Visibility domains relative to the Kobayashi distance in complex manifolds

TL;DR

This paper generalizes the concept of visibility relative to the Kobayashi distance to complex manifolds, providing conditions for visibility, a Wolff--Denjoy-type theorem, and exploring links with Gromov hyperbolicity.

Contribution

It introduces a new framework for visibility in complex manifolds and establishes foundational results and conditions without requiring Cauchy-completeness.

Findings

Provided sufficient conditions for visibility in complex domains.

Established a Wolff--Denjoy-type theorem in this setting.
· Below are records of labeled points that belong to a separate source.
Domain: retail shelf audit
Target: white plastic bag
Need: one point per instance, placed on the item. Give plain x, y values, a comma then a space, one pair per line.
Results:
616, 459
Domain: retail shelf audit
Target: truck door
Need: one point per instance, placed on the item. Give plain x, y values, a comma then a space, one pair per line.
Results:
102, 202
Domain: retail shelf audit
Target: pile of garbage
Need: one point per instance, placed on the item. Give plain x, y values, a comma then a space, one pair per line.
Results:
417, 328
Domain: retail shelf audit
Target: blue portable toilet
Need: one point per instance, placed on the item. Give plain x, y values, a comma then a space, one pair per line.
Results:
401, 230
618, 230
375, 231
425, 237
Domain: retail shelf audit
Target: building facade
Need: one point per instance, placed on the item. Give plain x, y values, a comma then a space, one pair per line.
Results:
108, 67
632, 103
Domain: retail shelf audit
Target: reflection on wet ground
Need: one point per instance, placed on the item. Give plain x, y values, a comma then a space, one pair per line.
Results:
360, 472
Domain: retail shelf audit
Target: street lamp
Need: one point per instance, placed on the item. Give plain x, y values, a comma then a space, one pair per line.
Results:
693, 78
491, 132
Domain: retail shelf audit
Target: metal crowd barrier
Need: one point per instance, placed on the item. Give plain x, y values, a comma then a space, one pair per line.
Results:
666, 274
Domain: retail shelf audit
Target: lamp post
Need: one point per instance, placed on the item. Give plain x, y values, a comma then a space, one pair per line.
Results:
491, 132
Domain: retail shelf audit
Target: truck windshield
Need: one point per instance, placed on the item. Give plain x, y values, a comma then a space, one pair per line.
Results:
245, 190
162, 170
Explored connections between visibility and Gromov hyperbolicity.

Abstract

In this paper, we extend the notion of visibility relative to the Kobayashi distance to domains in arbitrary complex manifolds. Visibility here refers to a property resembling visibility in the sense of Eberlein--O'Neill for Riemannian manifolds. Since it is difficult, in general, to determine whether domains are Cauchy-complete with respect to the Kobayashi distance, we do not assume so here. We provide many sufficient conditions for visibility. We establish a Wolff--Denjoy-type theorem in a very general setting as an application. We also explore some connections between visibility and Gromov hyperbolicity for Kobayashi hyperbolic domains in the above setting.